In fact, science is pretty safe by comparison. to those annoying, you know, annoying people who have read books and who follow the details and explaintruths about things and point out what was said yesterday that you are now contradicting and, as we know, every month. It happened to populists and his spokespeople are able to increasingly double down on pure denial and simply say I never said that and now we are in a position thanks to deepfakes that work both ways and can make him look like a politician. be snorting cocaine on the nipples of a prostitute who was never around that prostitute and it seems totally convincing, but they can also allow a politician who actually snorted cocaine to offer nipples to a prostitute to say that's just a deep lie, I was never there, you know, it's nothing.
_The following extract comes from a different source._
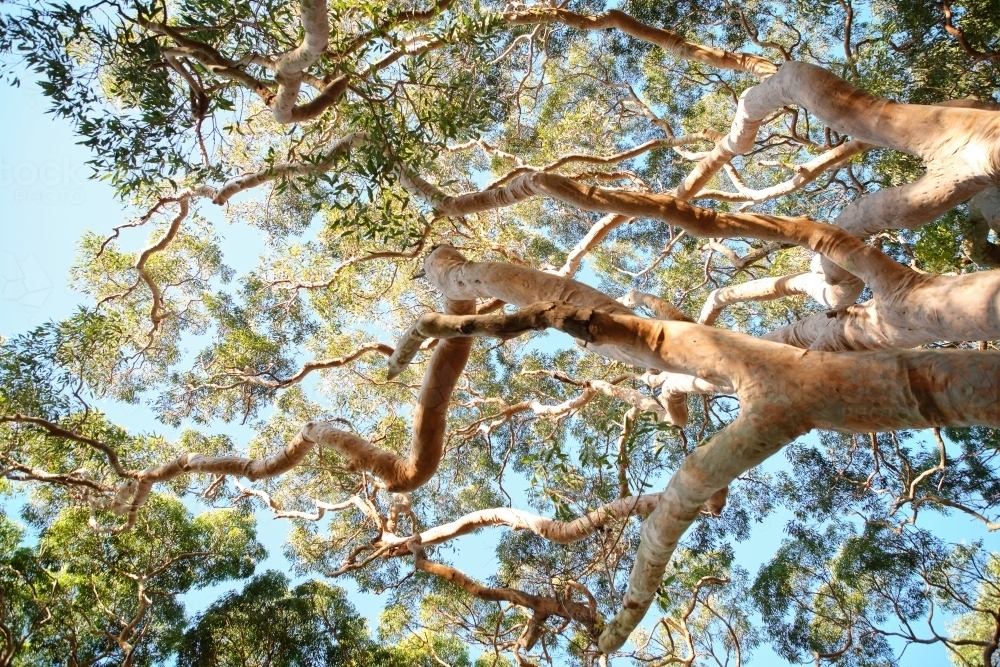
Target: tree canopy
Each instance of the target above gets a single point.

It's no longer stable, that's all a terrible problem, yes, we, the types of evidence we rely on to establish the facts, are becoming increasingly difficult to convince people that they are right, they are just part of the culture wars, if you're that type. of a person you believe that evidence if you are that type of person you believe that then what do you see as a newspaper article? There have been a couple of questions about whether journalists understand the science they are reporting. Other sufficient scientific correspondence. and the level of debate and information has been of a sufficiently high level and what do you think in general is the role of the press?
And all this, of course, there are some really good science journalists and and we. Do you know that we are the whole culture like indebted to ben goldacre and simon charmer and people like that who have really increased the general public's understanding of what you could call good science and bad science fake science and real science and how to read it and uh the you You know the BBC has the program that looks at the numbers and how they really affect and analyzes and so to speak verifies the statistical claims and counter-statements that politicians make, so much greater access to the truth is available, but, again, you have to want it and it's very easy for us to say, well, we're what used to be called the chat classes and now they're called, you know, the mocking metropolitanity or whatever you want to call this, uh and and.
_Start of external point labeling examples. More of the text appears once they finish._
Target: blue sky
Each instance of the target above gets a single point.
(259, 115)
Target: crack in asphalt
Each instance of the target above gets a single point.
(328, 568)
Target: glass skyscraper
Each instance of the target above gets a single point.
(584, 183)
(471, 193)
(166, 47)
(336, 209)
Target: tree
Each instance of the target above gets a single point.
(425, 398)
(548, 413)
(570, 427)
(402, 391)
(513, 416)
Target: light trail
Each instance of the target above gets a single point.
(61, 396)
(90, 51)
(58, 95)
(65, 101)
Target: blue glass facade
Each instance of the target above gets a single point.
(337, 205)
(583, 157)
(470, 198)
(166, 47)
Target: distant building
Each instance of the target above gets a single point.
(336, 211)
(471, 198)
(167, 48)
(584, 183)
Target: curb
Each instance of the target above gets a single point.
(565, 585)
We are unbearable for many people because we tear down these theories or we want to erect others that they don't like or we are dishonest or I don't know, you know, it's very easy to assassinate the character. and you know the process of someone who is your perceived enemy and let's say the answer is to try to involve everyone in some element of being a part of building a beautiful image that is true and a true image. You know, it's a bit like old-fashioned X-ray crystallography. It took a long time for those incredible scientists, most of them women, because the men were too fickle to have the concentration skills to do it.
You know, to find these different angles. in these different presentations of the truth before a complete picture of a protein or whatever could be established and it was surprising, of course, now it can be done with machines in seconds, but the point is if everyone felt like they were holding a piece of the puzzle and that there was a way in which different intelligences and different ways of seeing the world can contribute to uh uh as I say a kind of multifaceted um uh patterned truth, that would be very useful because I guess part of the problem with science and certainly to me my father was a physicist and whenever I asked him a question his usual instinct was to take a piece of paper and draw a vector and there was x and there was y and there was some kind of wave and then at the top of the wave, in At some point he put uh , but and you scientists who are tuned into this zoom should probably know it's true, but I don't think you understand how stupid we are when it comes to numbers, I mean. i i i think I doubt it I think I'm sorry to tell you that no one is going to confuse you with me I can read a book but two pages later I have to go back to remind myself that this happens to us I think it happens to all of us but I want to return to this point about people who believe what they choose and then they automatically try to discredit the other side and so you know if they don't like a scientist's opinion, views or data, they will start attacking scientists than us.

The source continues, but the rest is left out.